Broken Wrist (Broken Hand)

What is a Broken Wrist?

A broken wrist occurs when a lower portion of the arm (ulna or radius) becomes fractured. It can also include one or more of the eight carpal bones in the hand. Both the ulna and the radius can break simultaneously, but more often than not only the largest bone (radius) breaks.

A broken wrist and/or hand most often occurs when people attempt to break a fall, but it also happens as a result of vehicle accidents, sporting activities and crushing injuries. Osteoporosis is a major risk factor, and it is not unheard of for an elderly person to break both wrists at once.

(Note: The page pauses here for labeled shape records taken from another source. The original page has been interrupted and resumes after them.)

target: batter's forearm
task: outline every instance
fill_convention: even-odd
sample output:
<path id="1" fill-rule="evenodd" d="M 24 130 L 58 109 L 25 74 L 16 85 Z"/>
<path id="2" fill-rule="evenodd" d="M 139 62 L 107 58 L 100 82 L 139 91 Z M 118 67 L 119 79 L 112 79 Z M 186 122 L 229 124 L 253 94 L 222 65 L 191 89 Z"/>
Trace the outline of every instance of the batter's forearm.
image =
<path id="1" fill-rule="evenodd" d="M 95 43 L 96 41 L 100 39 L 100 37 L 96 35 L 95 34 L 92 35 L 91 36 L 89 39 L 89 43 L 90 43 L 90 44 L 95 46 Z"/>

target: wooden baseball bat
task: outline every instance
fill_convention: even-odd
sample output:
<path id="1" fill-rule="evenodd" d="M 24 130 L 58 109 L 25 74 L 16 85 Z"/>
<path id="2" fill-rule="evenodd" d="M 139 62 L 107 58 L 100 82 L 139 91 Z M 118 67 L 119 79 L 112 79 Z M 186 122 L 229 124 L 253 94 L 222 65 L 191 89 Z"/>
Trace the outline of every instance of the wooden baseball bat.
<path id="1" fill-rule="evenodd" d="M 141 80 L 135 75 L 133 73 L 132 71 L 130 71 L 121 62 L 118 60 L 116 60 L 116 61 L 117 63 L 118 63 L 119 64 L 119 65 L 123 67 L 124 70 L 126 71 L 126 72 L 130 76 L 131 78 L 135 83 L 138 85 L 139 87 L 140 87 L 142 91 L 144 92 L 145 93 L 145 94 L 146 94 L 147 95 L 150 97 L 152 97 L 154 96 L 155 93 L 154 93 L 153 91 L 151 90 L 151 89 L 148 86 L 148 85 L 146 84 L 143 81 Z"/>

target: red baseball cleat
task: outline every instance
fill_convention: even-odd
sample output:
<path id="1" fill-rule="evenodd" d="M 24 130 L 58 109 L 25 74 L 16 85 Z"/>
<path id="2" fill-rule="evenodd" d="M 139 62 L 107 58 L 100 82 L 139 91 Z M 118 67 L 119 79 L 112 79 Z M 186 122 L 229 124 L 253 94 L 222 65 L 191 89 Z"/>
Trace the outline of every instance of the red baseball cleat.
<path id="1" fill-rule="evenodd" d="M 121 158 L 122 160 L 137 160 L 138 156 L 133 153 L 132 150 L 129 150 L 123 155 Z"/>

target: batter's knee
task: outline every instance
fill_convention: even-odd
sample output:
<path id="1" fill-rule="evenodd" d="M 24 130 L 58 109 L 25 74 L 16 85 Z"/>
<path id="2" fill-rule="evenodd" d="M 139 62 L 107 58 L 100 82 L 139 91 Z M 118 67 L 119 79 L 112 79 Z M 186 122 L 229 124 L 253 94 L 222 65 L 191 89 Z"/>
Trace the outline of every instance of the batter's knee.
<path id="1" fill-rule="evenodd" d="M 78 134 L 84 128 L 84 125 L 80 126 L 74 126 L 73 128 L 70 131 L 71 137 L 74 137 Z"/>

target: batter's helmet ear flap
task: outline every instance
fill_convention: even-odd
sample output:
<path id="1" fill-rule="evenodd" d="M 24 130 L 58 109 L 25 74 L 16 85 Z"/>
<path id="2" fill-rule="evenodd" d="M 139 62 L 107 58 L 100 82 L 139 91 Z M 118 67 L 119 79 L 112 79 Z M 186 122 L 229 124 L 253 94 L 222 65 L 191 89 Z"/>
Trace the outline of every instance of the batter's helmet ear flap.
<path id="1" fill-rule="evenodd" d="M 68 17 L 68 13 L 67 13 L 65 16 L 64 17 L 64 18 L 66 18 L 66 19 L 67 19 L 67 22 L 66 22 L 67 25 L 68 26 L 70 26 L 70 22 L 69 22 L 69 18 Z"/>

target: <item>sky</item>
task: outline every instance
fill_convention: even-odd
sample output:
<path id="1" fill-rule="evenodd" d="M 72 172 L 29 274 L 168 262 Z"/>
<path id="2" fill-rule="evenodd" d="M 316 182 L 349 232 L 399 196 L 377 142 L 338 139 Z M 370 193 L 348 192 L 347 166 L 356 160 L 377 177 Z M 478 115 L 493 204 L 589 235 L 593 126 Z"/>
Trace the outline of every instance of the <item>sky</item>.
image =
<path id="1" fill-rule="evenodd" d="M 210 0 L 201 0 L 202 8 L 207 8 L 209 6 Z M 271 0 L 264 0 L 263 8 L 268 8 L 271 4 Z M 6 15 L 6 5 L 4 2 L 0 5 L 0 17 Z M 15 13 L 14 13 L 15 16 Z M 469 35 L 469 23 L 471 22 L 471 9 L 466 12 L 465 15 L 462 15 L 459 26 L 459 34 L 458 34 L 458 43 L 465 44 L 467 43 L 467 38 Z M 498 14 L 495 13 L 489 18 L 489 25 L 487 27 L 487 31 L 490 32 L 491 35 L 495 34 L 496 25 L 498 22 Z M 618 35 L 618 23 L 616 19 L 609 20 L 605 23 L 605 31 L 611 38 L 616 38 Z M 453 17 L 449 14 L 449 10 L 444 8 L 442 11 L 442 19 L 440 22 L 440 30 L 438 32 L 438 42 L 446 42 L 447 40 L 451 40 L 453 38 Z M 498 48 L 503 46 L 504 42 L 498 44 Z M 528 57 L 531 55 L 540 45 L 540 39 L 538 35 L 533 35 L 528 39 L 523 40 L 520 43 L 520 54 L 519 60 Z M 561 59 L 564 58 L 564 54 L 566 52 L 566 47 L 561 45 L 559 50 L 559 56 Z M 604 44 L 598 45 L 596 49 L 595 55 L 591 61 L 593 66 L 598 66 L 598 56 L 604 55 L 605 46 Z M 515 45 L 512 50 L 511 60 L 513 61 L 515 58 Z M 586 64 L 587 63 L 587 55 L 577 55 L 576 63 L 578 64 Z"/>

 What are the Symptoms of a Broken Wrist?

The symptoms of a broken wrist may include:

  • Tenderness of the wrist, especially on the thumb side
  • Extreme pain that worsens when gripping an object or rotating the hand
  • Inflammation
  • Bruises
  • Trouble touching the tip of the thumb to the pinky finger
  • Hand numbness
  • Crooked finger or misalignment of the wrist

Broken Wrist Causes

A broken wrist or a broken hand is a crack or break in one or more bones in the hand or wrist. These injuries are commonly caused by people leaning hard on an outstretched hand or trying to catch themselves during a fall.

A crushing injury or a direct blow to your wrist or hands can break any of the bones in them.

The most common causes include:

  • Motor vehicle crush
  • Falls
  • Sports injuries

There are also risk factors such as having a bone-thinning disease like osteoporosis, which can increase your chances of breaking a hand or a wrist. Participating in certain sports activities such as football, horseback riding, rugby, hockey, skiing and jumping on a trampoline can also expose you to a higher risk of breaking your wrist or bones.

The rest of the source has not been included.